Lucinda Tavares, mãe de um jovem agricultor, declarou também que os lavradores são “mal pagos”, principalmente no que diz respeito ao preço do leite na produção.
“Temos que ser mais valorizados pelos produtos que produzimos”, disse outro agricultor, avisando que os protestos podem continuar se não forem tomadas medidas que ajudem quem vive da lavoura.
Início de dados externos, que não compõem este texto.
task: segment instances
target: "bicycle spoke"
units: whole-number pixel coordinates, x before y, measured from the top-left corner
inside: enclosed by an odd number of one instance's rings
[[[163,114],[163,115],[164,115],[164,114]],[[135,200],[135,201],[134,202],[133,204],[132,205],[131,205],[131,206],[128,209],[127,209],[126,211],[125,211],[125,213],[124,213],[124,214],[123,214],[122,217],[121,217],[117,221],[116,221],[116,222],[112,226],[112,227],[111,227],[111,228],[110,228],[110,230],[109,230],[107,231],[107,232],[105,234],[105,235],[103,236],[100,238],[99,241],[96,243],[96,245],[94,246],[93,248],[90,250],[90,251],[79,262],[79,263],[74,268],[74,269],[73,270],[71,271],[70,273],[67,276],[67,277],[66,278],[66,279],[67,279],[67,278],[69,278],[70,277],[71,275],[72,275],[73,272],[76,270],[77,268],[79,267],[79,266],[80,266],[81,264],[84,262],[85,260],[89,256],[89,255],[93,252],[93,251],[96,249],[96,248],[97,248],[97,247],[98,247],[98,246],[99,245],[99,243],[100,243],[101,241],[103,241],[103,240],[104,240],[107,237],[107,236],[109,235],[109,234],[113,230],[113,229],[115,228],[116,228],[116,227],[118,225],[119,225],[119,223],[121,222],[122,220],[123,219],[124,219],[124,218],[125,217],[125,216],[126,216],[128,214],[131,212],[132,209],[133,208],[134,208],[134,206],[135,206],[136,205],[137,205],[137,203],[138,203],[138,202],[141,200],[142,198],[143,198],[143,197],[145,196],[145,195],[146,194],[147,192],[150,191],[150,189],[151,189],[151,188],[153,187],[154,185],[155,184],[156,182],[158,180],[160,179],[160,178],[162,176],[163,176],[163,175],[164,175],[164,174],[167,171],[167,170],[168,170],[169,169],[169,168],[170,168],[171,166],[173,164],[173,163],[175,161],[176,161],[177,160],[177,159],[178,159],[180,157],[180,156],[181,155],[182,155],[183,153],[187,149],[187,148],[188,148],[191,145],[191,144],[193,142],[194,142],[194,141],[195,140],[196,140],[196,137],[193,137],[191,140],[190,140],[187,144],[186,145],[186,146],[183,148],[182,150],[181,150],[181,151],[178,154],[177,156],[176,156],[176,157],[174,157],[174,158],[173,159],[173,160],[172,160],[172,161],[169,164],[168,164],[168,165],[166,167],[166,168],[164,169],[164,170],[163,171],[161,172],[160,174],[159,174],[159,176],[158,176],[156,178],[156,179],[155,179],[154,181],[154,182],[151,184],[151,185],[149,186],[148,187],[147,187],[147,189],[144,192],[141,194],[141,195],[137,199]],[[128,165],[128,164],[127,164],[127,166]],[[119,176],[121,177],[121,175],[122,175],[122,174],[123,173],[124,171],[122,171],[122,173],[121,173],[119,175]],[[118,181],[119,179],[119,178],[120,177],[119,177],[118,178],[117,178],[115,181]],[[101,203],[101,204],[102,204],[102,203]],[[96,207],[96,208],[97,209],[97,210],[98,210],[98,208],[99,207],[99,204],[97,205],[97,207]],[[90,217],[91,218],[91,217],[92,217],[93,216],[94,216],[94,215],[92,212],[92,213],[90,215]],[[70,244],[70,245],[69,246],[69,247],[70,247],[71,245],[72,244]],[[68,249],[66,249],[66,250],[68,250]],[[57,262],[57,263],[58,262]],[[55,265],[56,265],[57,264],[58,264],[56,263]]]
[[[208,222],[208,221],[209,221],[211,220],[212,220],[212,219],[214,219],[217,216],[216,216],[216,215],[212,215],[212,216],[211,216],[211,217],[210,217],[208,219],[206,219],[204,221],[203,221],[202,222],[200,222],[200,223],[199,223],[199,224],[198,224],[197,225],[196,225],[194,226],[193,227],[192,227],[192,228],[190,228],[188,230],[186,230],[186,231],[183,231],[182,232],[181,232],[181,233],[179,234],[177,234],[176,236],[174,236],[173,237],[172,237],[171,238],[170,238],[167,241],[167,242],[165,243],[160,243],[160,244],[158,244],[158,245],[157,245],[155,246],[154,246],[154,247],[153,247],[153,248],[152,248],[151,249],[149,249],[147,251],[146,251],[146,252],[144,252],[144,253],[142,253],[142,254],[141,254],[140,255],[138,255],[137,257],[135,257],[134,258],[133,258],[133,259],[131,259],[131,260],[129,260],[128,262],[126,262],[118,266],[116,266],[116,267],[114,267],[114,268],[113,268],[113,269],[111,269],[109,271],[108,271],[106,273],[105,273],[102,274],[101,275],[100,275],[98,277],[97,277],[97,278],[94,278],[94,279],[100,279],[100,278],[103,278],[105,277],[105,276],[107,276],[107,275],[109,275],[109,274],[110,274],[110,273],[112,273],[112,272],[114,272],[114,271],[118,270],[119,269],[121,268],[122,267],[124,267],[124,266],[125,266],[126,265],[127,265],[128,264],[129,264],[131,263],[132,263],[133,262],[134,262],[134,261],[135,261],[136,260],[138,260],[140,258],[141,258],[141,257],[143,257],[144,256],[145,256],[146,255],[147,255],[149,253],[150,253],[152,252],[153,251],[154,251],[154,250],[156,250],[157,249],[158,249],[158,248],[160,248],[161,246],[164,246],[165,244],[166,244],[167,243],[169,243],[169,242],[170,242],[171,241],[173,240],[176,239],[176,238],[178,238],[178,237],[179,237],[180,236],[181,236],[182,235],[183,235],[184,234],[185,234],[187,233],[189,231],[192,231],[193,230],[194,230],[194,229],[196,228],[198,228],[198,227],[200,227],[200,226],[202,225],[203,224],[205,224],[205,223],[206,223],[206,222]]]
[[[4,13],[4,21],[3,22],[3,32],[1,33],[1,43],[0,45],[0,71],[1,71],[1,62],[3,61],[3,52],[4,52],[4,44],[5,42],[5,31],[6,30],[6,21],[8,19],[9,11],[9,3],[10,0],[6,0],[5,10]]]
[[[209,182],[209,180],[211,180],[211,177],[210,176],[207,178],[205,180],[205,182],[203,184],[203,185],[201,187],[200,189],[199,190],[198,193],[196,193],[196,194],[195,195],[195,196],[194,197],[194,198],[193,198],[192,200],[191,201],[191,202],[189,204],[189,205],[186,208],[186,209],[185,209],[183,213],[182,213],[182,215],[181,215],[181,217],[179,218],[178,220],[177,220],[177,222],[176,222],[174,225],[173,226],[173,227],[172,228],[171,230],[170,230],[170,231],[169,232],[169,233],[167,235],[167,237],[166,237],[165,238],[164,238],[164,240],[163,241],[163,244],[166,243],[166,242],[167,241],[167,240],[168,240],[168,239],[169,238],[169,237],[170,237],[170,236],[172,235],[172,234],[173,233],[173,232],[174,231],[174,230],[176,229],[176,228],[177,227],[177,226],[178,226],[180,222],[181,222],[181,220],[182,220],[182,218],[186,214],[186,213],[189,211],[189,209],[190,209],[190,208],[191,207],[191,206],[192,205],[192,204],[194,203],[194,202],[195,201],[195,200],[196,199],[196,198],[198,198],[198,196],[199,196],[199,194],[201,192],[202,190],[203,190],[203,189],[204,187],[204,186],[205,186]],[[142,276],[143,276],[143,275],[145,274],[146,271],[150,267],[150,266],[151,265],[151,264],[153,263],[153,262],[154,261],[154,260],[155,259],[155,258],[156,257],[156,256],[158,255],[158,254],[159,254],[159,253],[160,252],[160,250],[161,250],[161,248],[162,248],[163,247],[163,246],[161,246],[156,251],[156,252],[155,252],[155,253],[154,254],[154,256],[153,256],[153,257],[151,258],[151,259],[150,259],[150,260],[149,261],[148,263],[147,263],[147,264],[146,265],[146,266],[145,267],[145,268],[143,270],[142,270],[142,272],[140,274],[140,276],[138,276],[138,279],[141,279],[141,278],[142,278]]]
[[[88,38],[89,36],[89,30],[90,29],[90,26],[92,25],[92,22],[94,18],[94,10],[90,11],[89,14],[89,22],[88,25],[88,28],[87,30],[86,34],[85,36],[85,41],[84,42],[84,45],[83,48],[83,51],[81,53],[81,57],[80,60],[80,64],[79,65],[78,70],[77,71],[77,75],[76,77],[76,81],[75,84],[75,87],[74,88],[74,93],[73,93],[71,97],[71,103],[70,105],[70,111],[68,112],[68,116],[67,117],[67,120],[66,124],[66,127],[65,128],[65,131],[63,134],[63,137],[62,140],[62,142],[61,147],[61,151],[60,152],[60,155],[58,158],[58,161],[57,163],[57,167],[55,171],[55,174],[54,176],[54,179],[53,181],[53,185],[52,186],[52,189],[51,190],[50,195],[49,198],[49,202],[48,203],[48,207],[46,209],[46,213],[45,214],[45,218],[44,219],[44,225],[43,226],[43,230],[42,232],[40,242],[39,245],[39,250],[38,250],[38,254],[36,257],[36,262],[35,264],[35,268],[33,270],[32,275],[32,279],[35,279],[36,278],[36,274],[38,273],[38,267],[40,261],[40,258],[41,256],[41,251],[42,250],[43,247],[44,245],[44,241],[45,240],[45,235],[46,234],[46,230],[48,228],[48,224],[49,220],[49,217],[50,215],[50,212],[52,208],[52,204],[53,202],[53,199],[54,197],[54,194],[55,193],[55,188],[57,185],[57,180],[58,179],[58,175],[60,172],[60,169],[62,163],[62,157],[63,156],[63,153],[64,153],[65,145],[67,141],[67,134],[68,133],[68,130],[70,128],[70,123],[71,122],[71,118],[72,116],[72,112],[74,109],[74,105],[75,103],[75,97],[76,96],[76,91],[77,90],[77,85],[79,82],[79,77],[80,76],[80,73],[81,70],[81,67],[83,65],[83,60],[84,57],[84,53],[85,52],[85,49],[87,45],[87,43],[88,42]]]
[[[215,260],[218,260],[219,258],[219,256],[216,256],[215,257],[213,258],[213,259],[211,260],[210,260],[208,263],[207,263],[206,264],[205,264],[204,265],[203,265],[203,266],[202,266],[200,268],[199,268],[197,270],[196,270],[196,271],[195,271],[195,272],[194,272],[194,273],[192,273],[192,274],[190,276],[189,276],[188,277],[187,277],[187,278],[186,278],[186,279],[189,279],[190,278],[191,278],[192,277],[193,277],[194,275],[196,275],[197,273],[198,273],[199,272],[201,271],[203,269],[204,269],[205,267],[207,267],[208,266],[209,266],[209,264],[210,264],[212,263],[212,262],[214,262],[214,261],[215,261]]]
No caderno reivindicativo, os agricultores de São Miguel pedem, entre outras medidas, a prorrogação do prazo das candidaturas “no apoio directo aos jovens para diminuir os sobrecustos de pagamentos à Segurança Social”, “no apoio directo ao sobrecusto do aumento das taxas de juro” e no apoio à transição digital e inovação previstos no Plano de Recuperação e Resiliência (PRR), para a inclusão de sistemas automáticos de alimentação animal e ordenha.
A descida do imposto sobre os produtos petrolíferos do gasóleo agrícola, a redução do preço das rações, e a aplicação de um sistema Simplex no licenciamento às explorações e na autorização de corte de matas são outras das exigências.